As discovered by CDFXapps.com (via Engadget), software that may have been removed from the App Store because of a variety of reasons can be accessed once again with the newly launched iTunes in the Cloud beta. The software can be found in the "Purchased" section of the "Updates" tab in the App Store.
For example, "Tris," a Tetris clone that was removed from the App Store years ago, can once again be downloaded. The only requirement is that a user has ownership of the software connected to their iTunes account.
Another application that emulated a DOS prompt on iOS devices, dubbed "iDOS," can also be once again be accessed, for those who once had the software installed on their device. "iDOS" was removed from the App Store after it was discovered traditional executable files could be loaded into the application and launched in the emulator.
The iTunes in the Cloud beta, the very first feature to be released of Apple's newly announced iCloud, debuted on Monday. The "Purchased" section of the iOS App store offers a thorough list of all software that has been purchased on the authorized Apple ID signed in on the device.
Even if software is removed from the App Store, users are allowed to continue to run the application on their iOS device. But sometimes applications may be deleted without being backed up to a local computer through iTunes.
The fact that software no longer available in the App Store is stored through iTunes in the Cloud suggests that Apple's backup functionality in iCloud will be very thorough.
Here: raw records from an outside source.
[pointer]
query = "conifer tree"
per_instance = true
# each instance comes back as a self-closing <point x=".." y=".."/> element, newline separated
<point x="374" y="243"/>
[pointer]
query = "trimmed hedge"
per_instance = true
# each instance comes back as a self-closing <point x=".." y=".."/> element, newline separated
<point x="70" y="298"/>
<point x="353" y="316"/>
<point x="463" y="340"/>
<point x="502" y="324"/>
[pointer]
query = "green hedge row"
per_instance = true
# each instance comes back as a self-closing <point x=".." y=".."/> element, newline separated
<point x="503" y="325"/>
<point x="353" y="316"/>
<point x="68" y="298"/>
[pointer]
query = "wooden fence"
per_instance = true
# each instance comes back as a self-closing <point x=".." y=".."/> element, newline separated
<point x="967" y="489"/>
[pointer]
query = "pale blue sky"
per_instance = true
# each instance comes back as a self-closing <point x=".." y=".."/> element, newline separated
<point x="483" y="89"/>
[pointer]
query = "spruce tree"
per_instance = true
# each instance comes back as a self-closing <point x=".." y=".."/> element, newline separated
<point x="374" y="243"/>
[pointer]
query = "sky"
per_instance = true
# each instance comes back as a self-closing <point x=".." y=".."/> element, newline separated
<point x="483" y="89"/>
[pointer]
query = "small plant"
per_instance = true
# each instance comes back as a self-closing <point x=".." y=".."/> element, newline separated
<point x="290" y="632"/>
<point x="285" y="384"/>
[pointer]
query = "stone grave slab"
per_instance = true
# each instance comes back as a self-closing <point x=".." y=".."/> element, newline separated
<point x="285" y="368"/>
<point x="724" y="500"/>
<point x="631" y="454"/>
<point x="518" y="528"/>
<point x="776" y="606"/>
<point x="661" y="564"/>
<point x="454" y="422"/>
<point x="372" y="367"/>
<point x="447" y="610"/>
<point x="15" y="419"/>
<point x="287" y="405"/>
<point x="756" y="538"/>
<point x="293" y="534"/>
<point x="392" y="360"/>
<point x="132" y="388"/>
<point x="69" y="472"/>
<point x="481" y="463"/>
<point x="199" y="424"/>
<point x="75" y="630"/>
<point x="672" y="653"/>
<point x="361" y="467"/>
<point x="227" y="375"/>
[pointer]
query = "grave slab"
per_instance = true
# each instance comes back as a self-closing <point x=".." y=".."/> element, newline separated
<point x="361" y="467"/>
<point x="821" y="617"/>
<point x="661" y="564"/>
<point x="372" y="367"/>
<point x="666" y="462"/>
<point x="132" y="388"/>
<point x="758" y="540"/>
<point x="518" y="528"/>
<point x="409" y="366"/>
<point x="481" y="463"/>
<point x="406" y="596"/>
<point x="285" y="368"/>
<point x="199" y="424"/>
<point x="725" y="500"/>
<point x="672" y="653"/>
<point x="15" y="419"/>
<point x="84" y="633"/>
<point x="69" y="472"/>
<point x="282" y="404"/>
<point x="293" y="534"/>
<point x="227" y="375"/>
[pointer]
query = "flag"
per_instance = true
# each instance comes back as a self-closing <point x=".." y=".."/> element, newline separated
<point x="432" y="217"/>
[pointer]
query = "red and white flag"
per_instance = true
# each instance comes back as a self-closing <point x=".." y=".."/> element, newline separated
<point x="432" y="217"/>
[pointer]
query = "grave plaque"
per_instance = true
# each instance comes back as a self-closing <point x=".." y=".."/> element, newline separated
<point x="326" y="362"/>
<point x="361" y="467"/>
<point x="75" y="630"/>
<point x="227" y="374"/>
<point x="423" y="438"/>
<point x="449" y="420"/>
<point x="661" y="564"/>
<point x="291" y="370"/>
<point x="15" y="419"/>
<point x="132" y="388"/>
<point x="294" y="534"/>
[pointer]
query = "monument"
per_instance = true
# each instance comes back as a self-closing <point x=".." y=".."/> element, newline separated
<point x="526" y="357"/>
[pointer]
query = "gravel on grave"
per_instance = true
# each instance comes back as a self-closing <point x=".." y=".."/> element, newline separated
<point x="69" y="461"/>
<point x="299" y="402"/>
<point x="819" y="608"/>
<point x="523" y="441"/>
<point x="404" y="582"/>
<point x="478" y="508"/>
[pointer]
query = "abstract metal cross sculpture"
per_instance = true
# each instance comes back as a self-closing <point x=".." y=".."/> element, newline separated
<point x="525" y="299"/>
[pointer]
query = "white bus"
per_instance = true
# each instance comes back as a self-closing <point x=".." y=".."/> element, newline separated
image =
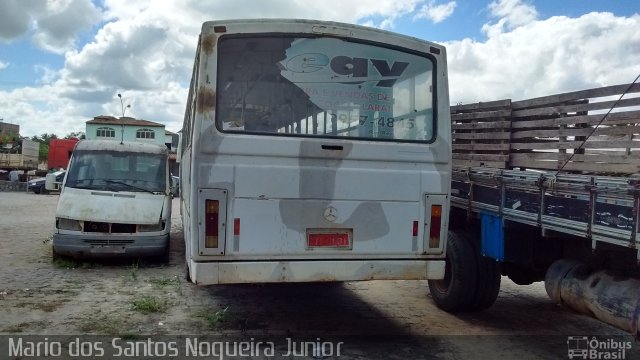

When introducing iCloud on Monday, the company touted its new half-billion-dollar server farm in North Carolina and how it would be the backbone for Apple's new far-reaching service.
Apple Chief Executive Steve Jobs even admitted that the company's previous MobileMe service was not its "finest hour." But he also presented iCloud as a new product that would "just work" as promised, without any thought necessary from users.